Independence Day in the United States is a time for reflecting on, and celebrating, the Founding of our country. The problem with that these days is that our nation, as she shows herself to the world today, has little connection or affinity with the time or spirit of that founding. This is as true of our publicly-expressed ideals as it is in our demographic makeup. I have no disagreement with Rick Darby on his feeling that, in terms of our public life, we have little to celebrate today.
I recently read a biography of James Madison that was written at around the turn of the (last) century. It was inspiring and valuable, because I was able to feel a connection to another one of the great men who founded the United States of America. Yet I was not sure how to draw upon Madison to speak to us in our present crisis of mass immigration and untrammeled liberalism. Even in 1900, a biographer of Madison saw his value in terms of his liberal values: opposing slavery, supporting freedom of religion, and arguing for a strong, centralized federal government. Yet while I affirm such Madisonian views as positive elements of our national character, they are not going to be of help in resisting current trends such as race replacement and the growth of Islam. Some might say they are part of the problem, though I do not go that far.
Today, July 4 is an occasion for platitudes about the United States as embodying some ideal of universal freedom and tolerance – the liberal view of who we are. The non-liberal elements of our identity – that we are an English-speaking, European people of Christian heritage – are seen as inessential, or even as impediments to the true meaning and value of our nationhood.
So, what do we reactionaries, traditionalists, and nationalists celebrate today? At the very least, that we have an identity and an Independence Day that belongs to us, even if its true meaning is lost to the majority of people today.
I must apologize for invoking ’70s and ’80s British music in a blog about American heritage these days, but it’s part of my frame of reference and sometimes of some use to me. There was a song by a group called The Jam called “Going Underground” that once meant a lot to me. In high school and college, I liked the idea of being involved in “alternative” or “underground” culture, which at the time I understood to be something vaguely libertarian or left-wing. The truth, though, was that the appeal of the “alternative” musical groups came from their sound and sense of fashion and intelligent lyrics, and not inherently from their liberal or left-wing politics. The Jam song went like this:
What you see is what you get
You’ve made your bed, you better lie in it
You choose your leaders and place your trust
As their lies wash you down and their promises rust…

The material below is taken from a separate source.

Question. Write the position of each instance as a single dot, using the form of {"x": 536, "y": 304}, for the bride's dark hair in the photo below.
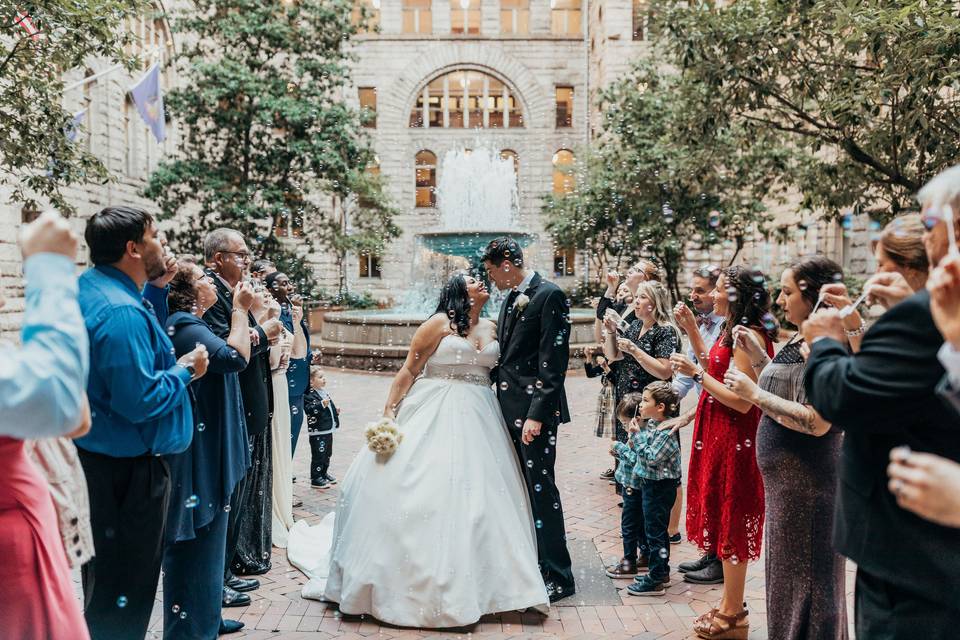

And the public gets what the public wants
But I want nothing this society’s got -
I’m going underground
Well the brass bands play and feet start to pound
Well let the boys all sing and the boys all shout for tomorrow
(P.S. I decided to remove the video upon re-watching it. The imagery on the video doesn’t belong on today’s post, although it’s mild enough for that period of music.)
Nowadays, I realize that to really be “underground” is not to be liberal, but to be traditionalist or conservative. This is the position that really challenges the ruling order, and that really takes courage and non-conformity to hold. When we traditionalists celebrate the Founding of our nation (whichever one we may belong to), we have to do it, to some extent, “underground,” outside of the parades, fireworks, and sports events that mark Independence Day in the United States.
And, one thing we assuredly can celebrate is that sympathy for a traditionalist position, and resistance to the current order, is growing, even if we are hard-pressed to find positive manifestations of this. But remember, it’s still early!
So as not to leave out a traditional American element on this day, I refer the reader to the poem “The Swamp Fox,” written by a very politically incorrect Southern writer, William Gilmore Simms, about Francis Marion, who doggedly opposed the British in their occupation of South Carolina during the Revolutionary War:
“We follow where the Swamp Fox guides,
We leave the swamp and cypress tree,
Our spurs are in our coursers’ sides,
And ready for the strife are we—
The Tory camp is now in sight,
And there he cowers within his den—
He hears our shouts, he dreads the fight,
He fears, and flies from Marion’s men.”
Best wishes on this Independence Day. May it be a time of public celebration and private inspiration to all my readers.